BANGOR – Taylor Hymas knew he had a big responsibility Saturday when he portrayed Joseph in a living Nativity pageant at the Church of Jesus Christ of Latter-day Saints as part of the church’s ninth annual creche exhibit.
The 13-year-old boy said the purpose of re-creating the Nativity was “so people know why we celebrate Christmas.”
“The original purpose was not getting presents,” he said in between presentations. “Christmas is about the birth of Christ.”
That is the reason the church has held the event annually since 1999, according to Haze Martin, president of the LDS stake, the Mormon equivalent of a diocese or district in other denominations.
“This is the largest exhibit we’ve ever had,” he said Saturday. “We have about 520 Nativity [scenes]. They are all on loan from individuals.
“What always amazes me is the variety,” he said. “They are all different, but they all have a commonality.”
Three years ago Martin and his wife, Anganette Martin, constructed a nearly life-size creche from chicken wire, papier- mache and drywall mud. They built the Nativity scene specifically for the creche exhibit. It was the largest set on display Saturday.
The smallest was painted on a copal incense seed that is brown and shaped like a coffee bean but about twice the size. It is used to make incense and is sacred to the Maya and Aztecs of Central America, according to herbalfire.com.

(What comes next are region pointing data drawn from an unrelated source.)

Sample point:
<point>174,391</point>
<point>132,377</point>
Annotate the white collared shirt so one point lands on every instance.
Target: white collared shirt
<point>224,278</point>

The Nativity sets come from nearly every continent and dozens of countries around the world. Joseph, Mary, the Magi and the Christ child resemble the people from the nation where the Nativity set was made. In the set from Guatemala, they wear serapes. The carved set from Africa shows Wise Men carrying spears and sporting loincloths.
The church carefully lights and displays the creches on colored cloth and under lighting similar to that used in jewelry store window displays. This year, the exhibit includes paintings portraying the life of Christ from LDS churches in Maine and New Hampshire and from private donors.
Norma L’Abbe of Merrimack, Mass., heard something about the creche exhibit on the television news Friday night while visiting her friend Marguerite Whitcomb of Exeter. Neither woman was familiar enough with Bangor to know exactly where the church was located.
“We were talking about it at lunch at Governor’s [Restaurant on Broadway in Bangor], and the woman in the next booth overheard us,” L’Abbe said Saturday. “She told us how to get here.”
The women, both widows, said that they wished their husbands could have shared the visit with them.
“I am just amazed at the variety and the number of countries represented,” L’Abbe said of the exhibit. “They have every kind from the teeny-tiny to the enormous.”
L’Abbe, who had not completed her tour of the exhibit, said that so far she hadn’t seen a creche like the one at home on her coffee table.
“It looks like alabaster,” she said. “I bought a piece of it a month from Avon back in the 1980s. If there’s not one like it, I’d let them display it next year.”
That is how the church gets many of its new Nativity sets for the show each year, according to Martin. People who visit the show often leave their contact information, and the church calls them the next year to see if they’d like to lend something to the show.
Living Nativity Events
Bangor – 6 p.m. Saturday, Dec. 13, Neighborhood Church, 263 Texas Ave., 945-9937; snow date is Sunday, Dec. 14.
Belfast – 6 to 8 p.m. Saturday, Dec. 12, and Sunday, Dec. 13, Little River Baptist Church, 259 Northport Ave., 338-1006.
Winterport – 7 p.m. Friday, Dec. 19, and Saturday, Dec. 20, on the grounds of the Historical Union Meeting House, Route 1A, 223-4088.
The creche exhibit will be open from noon to 8 p.m. today at the Church of Latter-day Saints, Grandview Avenue and Essex Street in Bangor.